High Point boys struggling in academics

| 25 Feb 2014 | 04:31

    The High Point Regional High School Board of Education recently heard a presentation from Kory Loyola and Thomas Ryan shows boys were not doing as well as the girls in academic classes at its monthly meeting on Tuesday, Feb. 18.

    Loyola an Ryan urged the board to take action and to amend the methods of teaching used at the school.

    In the past 7 to 8 years, Loyola and Ryan noticed a trend that High Point boys struggling more than their female counterparts so they started keeping numerical track of their performance. This trend is not unique to High Point, however, and it is a national issue affecting every demographic.

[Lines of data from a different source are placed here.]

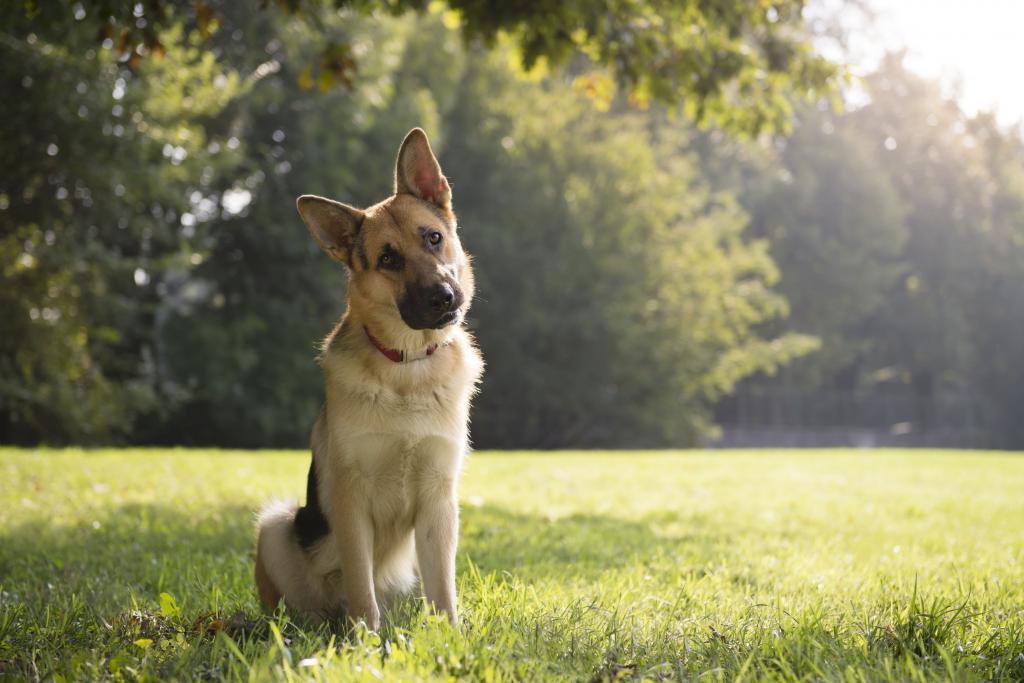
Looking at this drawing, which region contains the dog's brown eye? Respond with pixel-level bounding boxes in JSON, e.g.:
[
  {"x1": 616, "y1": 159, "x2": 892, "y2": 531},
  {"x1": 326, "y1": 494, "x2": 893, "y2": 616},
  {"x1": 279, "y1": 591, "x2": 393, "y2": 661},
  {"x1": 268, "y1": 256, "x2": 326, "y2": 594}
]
[{"x1": 377, "y1": 245, "x2": 403, "y2": 270}]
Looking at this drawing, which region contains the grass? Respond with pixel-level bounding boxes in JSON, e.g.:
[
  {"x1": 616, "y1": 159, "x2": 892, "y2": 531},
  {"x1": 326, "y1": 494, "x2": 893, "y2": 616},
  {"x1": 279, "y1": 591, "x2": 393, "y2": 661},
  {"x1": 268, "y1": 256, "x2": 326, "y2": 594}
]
[{"x1": 0, "y1": 450, "x2": 1024, "y2": 681}]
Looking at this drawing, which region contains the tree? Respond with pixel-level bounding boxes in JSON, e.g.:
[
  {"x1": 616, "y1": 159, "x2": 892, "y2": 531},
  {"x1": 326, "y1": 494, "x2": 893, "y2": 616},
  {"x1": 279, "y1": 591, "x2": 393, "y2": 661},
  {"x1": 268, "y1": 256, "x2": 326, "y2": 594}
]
[
  {"x1": 25, "y1": 0, "x2": 842, "y2": 134},
  {"x1": 0, "y1": 14, "x2": 244, "y2": 442}
]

    The statistics presented bolstered these claims, notably in Advanced Placement classes, class rank, and National Honor Society inductees.

    Students choosing to take AP classes are split with 58 percent girls and 42 percent boys. Larger gaps were seen in class ranking. The girls who earn a place in the top 25 of their class account for 67 percent of the students. The largest gap occurs in National Honor Society inductees, which are 74 percent female.

    Loyola and Ryan said these gaps are not due to an imbalance in gender populations. High Point only has eight more girls than boys, which is not enough for a significant alteration of statistics.

    They said this achievement gap is due to a curriculum that is too “test-driven” and does not take different learners into account. They call for a change in teaching styles that focus less on standardized tests and more on ensuring that all types of learners have a chance to succeed.

    “Changing the teaching strategies will improve learning, for everybody,” said Board of Education Member Deborah Anderson. “We will be producing students that are learning, not students that can take a test.”

    They said that this new initiative will produce better learners who, in turn, will perform better on tests. This is a different strategy than focusing first, and primarily, on standardized tests, and neglecting to cater to different types of learners and different types of students.